VPA minimized pathologic endothelial cell function through the TGF-β and VEGF functional pathways. This study also implicates that integrated functional modeling and analysis will enable advancements in endothelial dysfunction using a systems biology approach.
血管内皮细胞在缺血再灌注损伤后作为终末器官的第一道防线。这种功能障碍的确切病因尚不清楚,丙戊酸(VPA)已被证明在创伤后有益。本研究的目的是确定 VPA 发挥其有益作用的作用机制。
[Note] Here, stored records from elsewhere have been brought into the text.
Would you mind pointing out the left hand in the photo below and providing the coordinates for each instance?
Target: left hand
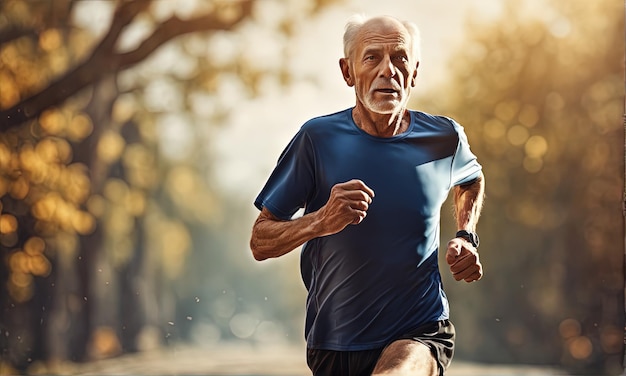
(463, 260)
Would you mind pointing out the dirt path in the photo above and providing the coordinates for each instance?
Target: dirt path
(246, 360)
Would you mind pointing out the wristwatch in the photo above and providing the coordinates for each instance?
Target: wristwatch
(471, 237)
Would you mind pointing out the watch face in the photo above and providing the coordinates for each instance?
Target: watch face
(471, 237)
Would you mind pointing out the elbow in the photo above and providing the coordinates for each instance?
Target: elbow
(256, 251)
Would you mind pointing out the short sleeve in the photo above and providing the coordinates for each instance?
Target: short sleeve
(290, 185)
(465, 166)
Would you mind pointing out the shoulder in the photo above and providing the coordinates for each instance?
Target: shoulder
(325, 123)
(439, 123)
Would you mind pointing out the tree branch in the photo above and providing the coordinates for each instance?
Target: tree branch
(104, 60)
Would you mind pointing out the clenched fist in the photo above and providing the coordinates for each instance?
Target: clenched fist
(463, 260)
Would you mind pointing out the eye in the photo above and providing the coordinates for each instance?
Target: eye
(402, 58)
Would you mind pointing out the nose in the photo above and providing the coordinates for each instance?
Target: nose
(388, 70)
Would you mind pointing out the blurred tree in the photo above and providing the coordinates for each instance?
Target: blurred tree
(105, 200)
(541, 97)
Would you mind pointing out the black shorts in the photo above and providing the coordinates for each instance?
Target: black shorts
(438, 336)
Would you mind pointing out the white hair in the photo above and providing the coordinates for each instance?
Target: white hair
(356, 22)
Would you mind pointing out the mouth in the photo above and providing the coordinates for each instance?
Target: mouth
(386, 91)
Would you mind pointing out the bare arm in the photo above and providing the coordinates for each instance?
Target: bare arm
(273, 237)
(468, 203)
(462, 255)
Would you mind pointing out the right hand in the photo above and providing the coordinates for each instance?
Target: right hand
(348, 204)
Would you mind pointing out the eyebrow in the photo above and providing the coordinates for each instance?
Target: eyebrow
(401, 47)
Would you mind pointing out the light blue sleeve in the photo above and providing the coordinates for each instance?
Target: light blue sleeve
(465, 166)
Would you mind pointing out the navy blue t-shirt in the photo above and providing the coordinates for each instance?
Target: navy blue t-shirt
(379, 279)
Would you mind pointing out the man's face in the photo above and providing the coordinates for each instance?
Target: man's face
(381, 66)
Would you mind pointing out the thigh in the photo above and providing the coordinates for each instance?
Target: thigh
(406, 357)
(421, 347)
(344, 363)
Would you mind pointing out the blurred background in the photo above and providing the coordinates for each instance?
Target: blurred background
(134, 137)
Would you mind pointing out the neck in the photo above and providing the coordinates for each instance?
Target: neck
(381, 125)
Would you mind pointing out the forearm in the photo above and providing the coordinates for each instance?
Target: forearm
(272, 237)
(468, 204)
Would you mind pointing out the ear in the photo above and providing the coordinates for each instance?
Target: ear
(345, 71)
(414, 78)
16 头约克夏猪经历了出血和腹主动脉上方夹闭的标准化缺血再灌注损伤方案,随后进行 6 小时复苏。实验猪(n=6)在夹闭时接受 VPA,并与假手术(n=5)和损伤对照模型(n=5)进行比较。采集主动脉内皮细胞,并进行微阵列分析,以及使用相对定量聚合酶链反应进行基因转录验证的功能聚类分析。
对性别、体重和长度匹配的实验猪进行临床比较表明,VPA 可显著减少复苏需求,改善血流动力学和生理实验室测量。将 VPA 治疗的 6 个转录谱与假手术和损伤对照猪的 1536 个基因转录本(529 个上调和 1007 个下调)进行比较。微阵列分析和数据库注释、可视化和综合发现功能途径分析方法确定了与病理性血管内皮功能相关的生物学过程,特别是通过涉及细胞凋亡/细胞死亡和血管生成/血管发育的功能聚类途径,有五个特定基因(THBS1、TNFRSF12A、ANGPTL4、RHOB 和 RTN4)被确定为两个功能群的成员。本研究还检查了转化生长因子(TGF)-β(TGF-β1、TGF-β2 和释放血栓调节蛋白 1[THBS1]的 TGF-β)和血管内皮生长因子(VEGF)C、VEGFD 和 VEGFR1 表达基因的基因表达,发现这些基因参与与 VPA 给药相关的内皮功能保存。
VPA 通过 TGF-β 和 VEGF 功能途径最小化病理性内皮细胞功能。本研究还表明,通过系统生物学方法,综合功能建模和分析将能够推进内皮功能障碍的研究。